Right Pongal wrote:Pete Reek, don't you be listening to Morenish and his Damascus barells. I heard it was a harpoon gun that he was operating with. With his hert and kidney trouble, he canna be seen to be leaning out windows and grabbing pheasants by the thrapple. No, he fires the harpoon, then reels in the string. The nearest he ever gets to the fishing, ye understand.
That's not all that was salvaged. Who would have thought that the vats for biling the blubber were still on the go. Aye, there was method in his madness when Morenish bought thon big brazier for the living room. Once a week, and no less, you'll see Mrs Morenish going out the back wae the hose firmly jubilleed to the mixer tap in the kitchen. She lifts the tarpaulin and the hatchboards at the centre of the back lawn to expose one of the long lost shark vats, and fills it close to the brim.
She then calls the kids to give her a hand wae Morenish's bath chair, and he's ceremoniously wheeled to the edge of the tank.
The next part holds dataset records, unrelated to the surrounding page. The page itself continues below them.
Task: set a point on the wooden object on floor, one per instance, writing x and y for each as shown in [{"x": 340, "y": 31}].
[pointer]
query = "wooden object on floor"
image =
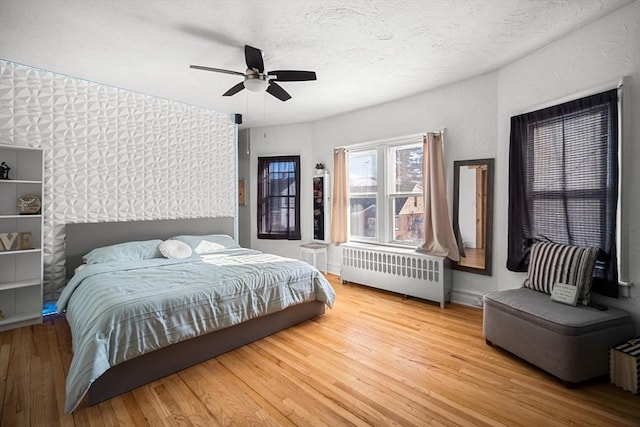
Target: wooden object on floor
[
  {"x": 375, "y": 359},
  {"x": 624, "y": 365}
]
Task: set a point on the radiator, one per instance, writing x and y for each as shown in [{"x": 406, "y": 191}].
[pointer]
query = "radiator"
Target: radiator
[{"x": 397, "y": 270}]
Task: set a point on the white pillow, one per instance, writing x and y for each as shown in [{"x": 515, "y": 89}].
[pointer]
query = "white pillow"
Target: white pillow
[{"x": 173, "y": 249}]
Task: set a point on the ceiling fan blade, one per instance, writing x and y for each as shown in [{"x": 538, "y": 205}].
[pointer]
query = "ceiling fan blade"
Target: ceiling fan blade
[
  {"x": 253, "y": 58},
  {"x": 217, "y": 70},
  {"x": 237, "y": 88},
  {"x": 292, "y": 75},
  {"x": 276, "y": 90}
]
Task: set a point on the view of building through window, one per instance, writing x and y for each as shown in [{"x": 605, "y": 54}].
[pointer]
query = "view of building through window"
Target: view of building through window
[{"x": 397, "y": 202}]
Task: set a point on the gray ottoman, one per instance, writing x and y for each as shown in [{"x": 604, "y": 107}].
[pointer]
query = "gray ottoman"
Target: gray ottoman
[{"x": 569, "y": 342}]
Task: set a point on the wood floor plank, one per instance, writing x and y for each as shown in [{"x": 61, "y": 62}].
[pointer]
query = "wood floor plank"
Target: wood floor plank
[{"x": 377, "y": 359}]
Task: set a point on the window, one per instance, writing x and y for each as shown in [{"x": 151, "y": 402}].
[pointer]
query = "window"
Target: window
[
  {"x": 279, "y": 197},
  {"x": 563, "y": 182},
  {"x": 385, "y": 192}
]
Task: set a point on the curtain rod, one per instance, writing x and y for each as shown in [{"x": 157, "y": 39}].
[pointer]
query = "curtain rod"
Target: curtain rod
[
  {"x": 390, "y": 140},
  {"x": 612, "y": 84}
]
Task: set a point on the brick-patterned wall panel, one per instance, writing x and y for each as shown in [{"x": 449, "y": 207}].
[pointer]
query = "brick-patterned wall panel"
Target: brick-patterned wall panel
[{"x": 115, "y": 155}]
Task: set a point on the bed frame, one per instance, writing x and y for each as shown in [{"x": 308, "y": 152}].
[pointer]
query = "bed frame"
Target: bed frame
[{"x": 81, "y": 238}]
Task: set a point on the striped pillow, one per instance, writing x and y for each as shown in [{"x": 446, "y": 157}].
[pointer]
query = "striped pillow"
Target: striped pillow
[{"x": 553, "y": 263}]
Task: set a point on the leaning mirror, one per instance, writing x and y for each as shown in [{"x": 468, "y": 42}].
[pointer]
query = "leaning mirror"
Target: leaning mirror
[{"x": 473, "y": 214}]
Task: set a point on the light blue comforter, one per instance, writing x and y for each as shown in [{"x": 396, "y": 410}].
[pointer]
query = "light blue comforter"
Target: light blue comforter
[{"x": 118, "y": 311}]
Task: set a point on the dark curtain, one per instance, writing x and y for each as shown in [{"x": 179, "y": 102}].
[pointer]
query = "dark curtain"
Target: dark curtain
[{"x": 563, "y": 182}]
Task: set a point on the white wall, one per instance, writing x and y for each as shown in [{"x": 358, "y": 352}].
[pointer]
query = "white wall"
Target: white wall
[
  {"x": 476, "y": 115},
  {"x": 579, "y": 64},
  {"x": 115, "y": 155},
  {"x": 467, "y": 110}
]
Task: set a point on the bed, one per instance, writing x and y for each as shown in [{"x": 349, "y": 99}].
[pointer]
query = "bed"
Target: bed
[{"x": 137, "y": 320}]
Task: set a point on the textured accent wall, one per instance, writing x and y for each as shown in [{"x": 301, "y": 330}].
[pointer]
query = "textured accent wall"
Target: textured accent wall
[{"x": 115, "y": 155}]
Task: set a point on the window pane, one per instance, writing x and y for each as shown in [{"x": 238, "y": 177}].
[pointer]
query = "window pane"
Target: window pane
[
  {"x": 407, "y": 161},
  {"x": 363, "y": 167},
  {"x": 363, "y": 217},
  {"x": 408, "y": 221},
  {"x": 570, "y": 151},
  {"x": 278, "y": 199}
]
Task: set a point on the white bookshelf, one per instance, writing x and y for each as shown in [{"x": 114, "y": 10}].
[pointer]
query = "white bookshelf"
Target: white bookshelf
[{"x": 21, "y": 268}]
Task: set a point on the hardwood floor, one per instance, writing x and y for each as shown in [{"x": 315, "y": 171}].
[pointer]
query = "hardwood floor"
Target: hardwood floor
[{"x": 375, "y": 359}]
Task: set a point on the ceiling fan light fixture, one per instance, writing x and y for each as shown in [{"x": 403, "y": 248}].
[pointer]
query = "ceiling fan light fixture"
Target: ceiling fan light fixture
[{"x": 255, "y": 84}]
The young fella is on hand to inflate the armbands and hook the collar of his bathrobe to the nearest tree trunk. Just as they gently rouse him from his slumber, they tip the chair forward with an hydraulic arrangement rigged to the PTO of the trusty tractor. In he goes! The family, fully togged out in full length dopers and seaboots, turn away, not to spare our heroe's embarassment, but to prevent them getting a facefull of hot water.
The remainder of the grass and the floor beds benefit as well, with a veritable tidal wave rippling out over the edges of the tank. At this point, poor Morenish regrets that he's Hert Lazy and Kidney be bothered!
However, when the ripples subside, he's handed one of those bath bombs out of Lush, you know the kind, full of natural flower petals that will choke the drains to boogery.